A lone dissenting vote couldn't stop the first Grove City town center loan from being approved at the Nov. 16 city council meeting.

A lone dissenting vote couldn't stop the first Grove City town center loan from being approved at the Nov. 16 city council meeting.

Council member Greg Grinch voted against granting a $150,000 loan to MKOB Properties LLC. Voting for it were council members Ted Berry, Melissa Albright, Maria Klemack-McGraw and Steven Bennett.

Matt Yerkes, owner of the web software company Quicksquare Consulting, plans to use the money to remodel the Kenstar Pharmacy building, where he will move his company before the end of the year.

"I'm extremely excited about this because the whole reason for the (loan) was to attract economic development downtown," Berry said.

The loan program was established by a 3-2 vote of city council earlier this year. Grinch and council member Albright voted against establishing the loan program, which is administered by the Community Capital Development Corp. at the cost of $45,000 this year.

Grinch said his vote against giving out the loan wasn't personal.

He said he believes the loan program might be illegal, an idea that city law director Stephen Smith disputed.

"I believe it's a possible violation of Sec. VI, Article VIII of the state constitution," Grinch said, "which prohibits (municipalities) from raising money or loaning its credit to any private company, corporation or association.

"I also believe that public funds should be used for public purposes, which are to promote the health, safety and welfare of our citizens, and I don't believe this does that," he said.
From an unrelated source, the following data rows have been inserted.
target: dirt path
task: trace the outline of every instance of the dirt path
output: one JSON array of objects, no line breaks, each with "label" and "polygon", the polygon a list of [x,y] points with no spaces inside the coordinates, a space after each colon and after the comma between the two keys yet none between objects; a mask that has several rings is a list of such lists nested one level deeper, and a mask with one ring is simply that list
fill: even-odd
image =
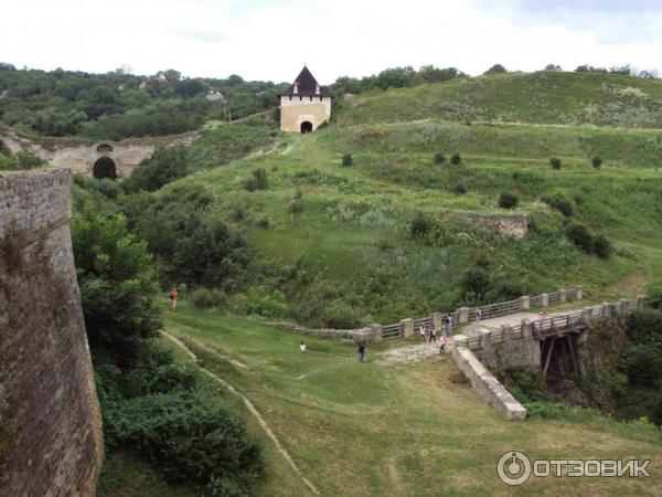
[{"label": "dirt path", "polygon": [[[450,355],[449,346],[450,343],[446,345],[446,355]],[[377,358],[377,362],[381,364],[394,362],[414,364],[434,356],[444,356],[442,353],[439,353],[439,343],[435,343],[434,341],[428,343],[426,341],[425,343],[408,345],[382,352]]]},{"label": "dirt path", "polygon": [[[232,384],[229,384],[227,381],[225,381],[224,379],[222,379],[221,377],[214,374],[213,372],[211,372],[210,370],[207,370],[206,368],[203,368],[202,366],[200,366],[197,362],[197,357],[193,353],[193,351],[191,351],[191,349],[189,349],[189,347],[186,347],[179,338],[170,335],[167,331],[161,330],[160,334],[168,338],[169,340],[171,340],[174,345],[177,345],[179,348],[181,348],[184,352],[186,352],[186,355],[191,358],[191,360],[193,362],[195,362],[197,364],[197,367],[211,379],[213,379],[214,381],[221,383],[223,387],[225,387],[227,390],[229,390],[232,393],[234,393],[235,395],[239,396],[242,399],[242,401],[244,402],[244,405],[246,405],[246,408],[248,409],[248,411],[250,411],[250,414],[253,414],[255,416],[255,419],[257,420],[257,422],[259,423],[259,425],[261,426],[261,429],[265,431],[265,433],[267,434],[267,436],[269,438],[271,438],[271,441],[274,442],[274,445],[276,445],[276,450],[280,453],[280,455],[282,456],[282,458],[290,465],[290,467],[295,470],[295,473],[297,475],[299,475],[299,477],[301,478],[301,480],[306,484],[306,486],[308,488],[310,488],[310,490],[314,494],[314,495],[320,495],[320,491],[316,488],[316,486],[303,475],[303,473],[301,473],[301,469],[299,469],[299,467],[297,466],[297,464],[295,463],[295,461],[292,459],[292,457],[289,455],[289,453],[285,450],[285,447],[282,446],[282,444],[280,443],[280,441],[278,440],[278,437],[276,436],[276,434],[271,431],[271,429],[269,427],[269,425],[267,424],[266,420],[263,417],[263,415],[259,413],[259,411],[255,408],[255,405],[253,404],[253,402],[250,402],[244,394],[242,394],[239,391],[237,391],[237,389],[235,389]],[[243,364],[242,364],[243,366]],[[245,366],[244,366],[245,368]]]}]

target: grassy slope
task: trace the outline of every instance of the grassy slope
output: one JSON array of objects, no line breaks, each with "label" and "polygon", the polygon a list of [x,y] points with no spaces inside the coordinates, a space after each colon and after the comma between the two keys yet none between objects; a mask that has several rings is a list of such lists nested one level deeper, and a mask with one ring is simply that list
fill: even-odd
[{"label": "grassy slope", "polygon": [[[182,182],[212,189],[218,215],[229,222],[235,222],[235,211],[244,211],[238,224],[263,258],[291,262],[306,254],[324,278],[340,285],[342,294],[357,296],[361,310],[378,321],[450,306],[461,273],[477,253],[488,253],[531,293],[584,283],[596,296],[616,297],[642,289],[643,279],[637,288],[619,287],[628,276],[641,272],[650,279],[662,272],[659,258],[644,255],[656,250],[655,233],[662,231],[662,156],[651,145],[662,144],[658,130],[426,121],[331,126],[279,140],[266,154]],[[204,149],[205,142],[199,147]],[[434,166],[436,150],[447,156],[459,150],[463,163]],[[341,168],[341,155],[348,151],[355,166]],[[563,158],[560,171],[549,168],[552,155]],[[599,171],[590,167],[592,155],[605,160]],[[267,170],[269,189],[248,192],[243,183],[256,167]],[[467,194],[453,193],[458,183]],[[289,203],[297,189],[303,192],[306,211],[293,215]],[[553,242],[494,241],[482,233],[460,240],[462,231],[472,232],[462,218],[453,225],[448,213],[506,214],[495,205],[502,190],[517,192],[521,212],[545,215],[548,228],[557,231],[563,218],[540,200],[560,192],[575,202],[576,220],[623,250],[601,261],[569,247],[563,235]],[[448,220],[453,239],[436,248],[407,240],[406,224],[416,211]],[[268,229],[260,228],[264,220]],[[392,286],[362,295],[375,272],[385,273]],[[430,273],[438,279],[426,282]]]},{"label": "grassy slope", "polygon": [[[500,419],[450,357],[417,366],[359,364],[352,346],[277,331],[238,318],[194,311],[185,303],[167,329],[246,394],[303,473],[324,496],[506,495],[495,462],[509,450],[543,458],[652,458],[659,436],[609,420],[583,423]],[[300,355],[303,338],[309,352]],[[201,347],[202,345],[202,347]],[[402,345],[402,343],[401,343]],[[211,349],[211,351],[210,351]],[[221,356],[248,366],[235,369]],[[307,495],[265,441],[267,482],[260,495]],[[519,495],[652,495],[655,478],[541,478]]]},{"label": "grassy slope", "polygon": [[510,73],[362,94],[339,123],[442,118],[659,127],[662,84],[613,74]]}]

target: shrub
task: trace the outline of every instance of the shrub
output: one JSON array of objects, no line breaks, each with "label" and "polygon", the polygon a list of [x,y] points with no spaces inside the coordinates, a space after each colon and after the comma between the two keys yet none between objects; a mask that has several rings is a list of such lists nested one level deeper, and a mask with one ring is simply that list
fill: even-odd
[{"label": "shrub", "polygon": [[607,258],[611,253],[611,243],[605,237],[605,235],[598,235],[594,237],[594,252],[598,257]]},{"label": "shrub", "polygon": [[199,309],[223,308],[227,303],[225,292],[218,288],[197,288],[191,294],[191,302]]},{"label": "shrub", "polygon": [[160,148],[150,159],[140,162],[122,186],[127,192],[156,191],[188,173],[184,147]]},{"label": "shrub", "polygon": [[596,156],[592,159],[590,159],[590,163],[592,165],[594,169],[600,169],[600,167],[602,166],[602,158]]},{"label": "shrub", "polygon": [[264,168],[254,169],[253,179],[255,180],[255,188],[258,190],[266,190],[268,188],[267,171]]},{"label": "shrub", "polygon": [[425,239],[430,231],[431,223],[423,212],[417,212],[416,216],[409,223],[409,237]]},{"label": "shrub", "polygon": [[467,193],[467,191],[469,191],[467,189],[467,186],[462,182],[457,182],[453,183],[451,187],[451,191],[458,195],[463,195],[465,193]]},{"label": "shrub", "polygon": [[502,73],[506,73],[506,72],[508,72],[506,68],[503,65],[494,64],[492,67],[490,67],[483,74],[491,75],[491,74],[502,74]]},{"label": "shrub", "polygon": [[645,289],[649,307],[662,310],[662,279],[651,283]]},{"label": "shrub", "polygon": [[590,254],[594,251],[594,239],[584,224],[568,224],[566,228],[566,236],[578,248],[583,250],[587,254]]},{"label": "shrub", "polygon": [[435,162],[435,163],[446,162],[446,156],[444,155],[444,152],[438,151],[437,154],[435,154],[435,156],[433,157],[433,162]]},{"label": "shrub", "polygon": [[551,197],[545,195],[541,200],[543,202],[545,202],[547,205],[549,205],[552,209],[560,212],[566,218],[569,218],[570,215],[573,215],[573,212],[574,212],[573,203],[559,193],[556,193]]},{"label": "shrub", "polygon": [[291,200],[289,210],[292,214],[300,214],[306,209],[303,203],[303,192],[299,189],[295,192],[295,198]]},{"label": "shrub", "polygon": [[499,207],[501,209],[514,209],[520,203],[520,199],[514,193],[510,191],[502,191],[499,194]]},{"label": "shrub", "polygon": [[637,309],[626,320],[626,332],[634,343],[662,343],[662,311]]},{"label": "shrub", "polygon": [[260,450],[245,425],[218,398],[188,392],[151,394],[121,402],[104,420],[114,444],[129,444],[152,461],[167,479],[235,488],[253,495],[263,472]]},{"label": "shrub", "polygon": [[487,267],[472,267],[460,282],[465,295],[476,300],[483,300],[490,289],[490,272]]},{"label": "shrub", "polygon": [[257,220],[257,225],[267,230],[271,226],[271,221],[269,221],[269,218],[263,215]]}]

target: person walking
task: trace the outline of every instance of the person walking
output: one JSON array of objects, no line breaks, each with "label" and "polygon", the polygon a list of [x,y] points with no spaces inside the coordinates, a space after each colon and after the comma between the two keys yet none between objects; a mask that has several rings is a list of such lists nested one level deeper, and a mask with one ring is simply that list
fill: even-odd
[{"label": "person walking", "polygon": [[439,353],[446,353],[446,343],[448,343],[448,340],[446,340],[446,337],[441,335],[439,337]]},{"label": "person walking", "polygon": [[437,343],[437,330],[433,325],[430,325],[430,339],[428,340],[428,343],[430,343],[433,340],[435,340],[435,343]]},{"label": "person walking", "polygon": [[170,298],[170,303],[172,305],[172,311],[177,313],[177,297],[178,297],[178,292],[177,288],[172,287],[172,290],[170,292],[170,295],[168,295],[168,298]]}]

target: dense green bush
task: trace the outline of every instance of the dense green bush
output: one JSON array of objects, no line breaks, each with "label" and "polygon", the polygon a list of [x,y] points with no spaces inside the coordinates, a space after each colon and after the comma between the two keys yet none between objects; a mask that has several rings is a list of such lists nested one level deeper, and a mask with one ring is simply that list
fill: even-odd
[{"label": "dense green bush", "polygon": [[501,209],[514,209],[520,203],[520,199],[516,194],[510,191],[502,191],[499,193],[499,207]]},{"label": "dense green bush", "polygon": [[602,158],[596,156],[592,159],[590,159],[590,163],[594,167],[594,169],[600,169],[600,167],[602,166]]},{"label": "dense green bush", "polygon": [[156,191],[164,184],[189,173],[184,147],[159,148],[150,159],[146,159],[122,181],[129,193],[140,190]]},{"label": "dense green bush", "polygon": [[594,251],[594,239],[584,224],[570,223],[566,228],[566,236],[573,242],[578,248],[583,250],[587,254]]},{"label": "dense green bush", "polygon": [[146,244],[121,215],[89,205],[75,213],[72,241],[106,447],[129,447],[207,495],[253,495],[259,447],[223,399],[197,394],[195,373],[153,340],[160,313]]},{"label": "dense green bush", "polygon": [[196,288],[191,294],[191,302],[199,309],[222,309],[227,304],[227,295],[220,288]]},{"label": "dense green bush", "polygon": [[650,283],[645,289],[645,296],[649,307],[662,310],[662,279]]},{"label": "dense green bush", "polygon": [[300,189],[297,189],[297,191],[295,192],[295,198],[289,204],[289,210],[292,214],[300,214],[306,210],[306,203],[303,202],[303,192]]},{"label": "dense green bush", "polygon": [[433,157],[433,162],[435,163],[444,163],[446,162],[446,155],[442,151],[438,151]]},{"label": "dense green bush", "polygon": [[136,362],[160,326],[146,243],[129,234],[124,216],[92,205],[73,216],[72,242],[90,347]]},{"label": "dense green bush", "polygon": [[545,202],[547,205],[549,205],[552,209],[560,212],[566,218],[569,218],[570,215],[573,215],[573,213],[575,211],[573,208],[573,202],[570,202],[567,198],[565,198],[560,193],[555,193],[552,195],[544,195],[541,200],[543,202]]},{"label": "dense green bush", "polygon": [[[207,395],[174,391],[126,400],[106,417],[108,440],[130,444],[168,479],[196,483],[207,495],[253,495],[263,473],[259,447],[244,424]],[[222,493],[214,494],[214,486]],[[225,493],[231,486],[237,491]]]},{"label": "dense green bush", "polygon": [[159,193],[122,199],[130,228],[154,254],[163,285],[223,286],[245,275],[253,254],[244,236],[210,214],[211,193],[200,184],[179,184]]},{"label": "dense green bush", "polygon": [[254,169],[250,178],[244,183],[244,187],[248,191],[266,190],[269,187],[267,171],[264,168]]},{"label": "dense green bush", "polygon": [[611,253],[611,243],[605,237],[605,235],[597,235],[594,237],[594,252],[598,257],[607,258]]},{"label": "dense green bush", "polygon": [[423,212],[417,212],[409,223],[409,237],[424,239],[430,231],[431,223]]}]

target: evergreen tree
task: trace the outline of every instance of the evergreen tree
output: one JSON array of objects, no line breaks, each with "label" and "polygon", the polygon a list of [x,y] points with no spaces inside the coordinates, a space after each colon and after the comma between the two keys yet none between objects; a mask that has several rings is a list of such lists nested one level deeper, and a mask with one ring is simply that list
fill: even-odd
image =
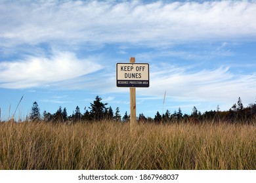
[{"label": "evergreen tree", "polygon": [[158,111],[156,114],[155,115],[155,118],[154,118],[154,121],[156,123],[160,123],[161,122],[161,116],[160,113]]},{"label": "evergreen tree", "polygon": [[146,118],[143,114],[143,113],[139,114],[138,122],[146,122]]},{"label": "evergreen tree", "polygon": [[108,103],[102,103],[102,99],[97,95],[93,103],[91,103],[91,107],[89,107],[91,109],[90,114],[95,120],[102,120],[105,117],[105,112],[107,110],[106,105]]},{"label": "evergreen tree", "polygon": [[125,111],[125,115],[123,117],[123,122],[127,122],[130,120],[129,116],[127,115],[127,111]]},{"label": "evergreen tree", "polygon": [[75,107],[75,114],[74,115],[74,120],[75,122],[80,121],[81,118],[82,114],[80,112],[80,108],[78,106]]},{"label": "evergreen tree", "polygon": [[43,118],[45,122],[50,122],[52,118],[52,114],[50,112],[47,112],[46,110],[43,111]]},{"label": "evergreen tree", "polygon": [[238,111],[241,111],[244,109],[244,105],[242,103],[242,100],[241,100],[241,98],[239,97],[238,98],[238,105],[237,105],[237,110]]},{"label": "evergreen tree", "polygon": [[195,106],[193,107],[191,116],[193,117],[198,117],[198,110]]},{"label": "evergreen tree", "polygon": [[86,109],[86,107],[85,107],[85,113],[82,116],[82,119],[85,121],[90,121],[92,119],[90,115],[90,112],[88,111],[88,110]]},{"label": "evergreen tree", "polygon": [[55,122],[64,122],[64,119],[62,117],[62,109],[61,108],[61,106],[60,106],[57,111],[53,114],[53,119]]},{"label": "evergreen tree", "polygon": [[171,113],[169,110],[166,110],[165,114],[163,115],[163,122],[165,123],[169,122],[170,119]]},{"label": "evergreen tree", "polygon": [[111,107],[111,106],[110,106],[108,110],[108,112],[107,112],[107,119],[108,120],[113,120],[113,118],[114,118],[114,112],[113,112],[113,109]]},{"label": "evergreen tree", "polygon": [[181,107],[179,107],[178,112],[177,114],[177,116],[178,120],[182,119],[182,116],[183,116],[183,114],[181,112]]},{"label": "evergreen tree", "polygon": [[63,109],[63,111],[61,113],[61,115],[62,116],[62,120],[64,122],[66,122],[68,120],[68,113],[67,113],[67,109],[66,107]]},{"label": "evergreen tree", "polygon": [[115,116],[114,116],[114,119],[116,122],[120,122],[121,121],[121,115],[120,115],[119,112],[120,112],[120,111],[119,110],[119,107],[117,107],[116,108]]},{"label": "evergreen tree", "polygon": [[33,106],[31,109],[31,113],[30,115],[30,119],[31,120],[40,120],[40,108],[39,108],[38,105],[35,101],[33,103]]}]

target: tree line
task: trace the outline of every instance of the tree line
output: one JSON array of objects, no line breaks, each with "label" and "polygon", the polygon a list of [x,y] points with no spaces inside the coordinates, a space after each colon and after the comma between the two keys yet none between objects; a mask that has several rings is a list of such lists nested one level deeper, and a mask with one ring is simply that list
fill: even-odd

Other cities, including Columbus and Cleveland, have similar loan programs, Berry said.

Smith said the portion of the constitution Grinch cited doesn't apply.

"We believe it is legal, In fact, we even got a second opinion from the city bond counsel and we believe that the city does have the ability to use its income tax revenue in this manner," Smith said.

"We certainly wouldn't advise the city to do anything that we thought was questionable. I believe the city is complying with the law in every respect."

Even if it's not illegal, Grinch said he's opposed to it on principle.

"I believe this is money that belongs to the city and the city should not be a bank. Otherwise, they would call us Grove City Municipal bank," he said.

In addition, Grinch pointed out that the legislation establishing the loan program called for five- to 15-year loans. The loan approved last week was a 20-year loan.

"I feel like it's a really loose set-up," Grinch said.

Berry said that Quicksquare is exactly the type of company for which the loan program was designed.

"The average salary is about $50,000, so there's income tax there, and (Yerkes) is renovating an existing building, which is wonderful."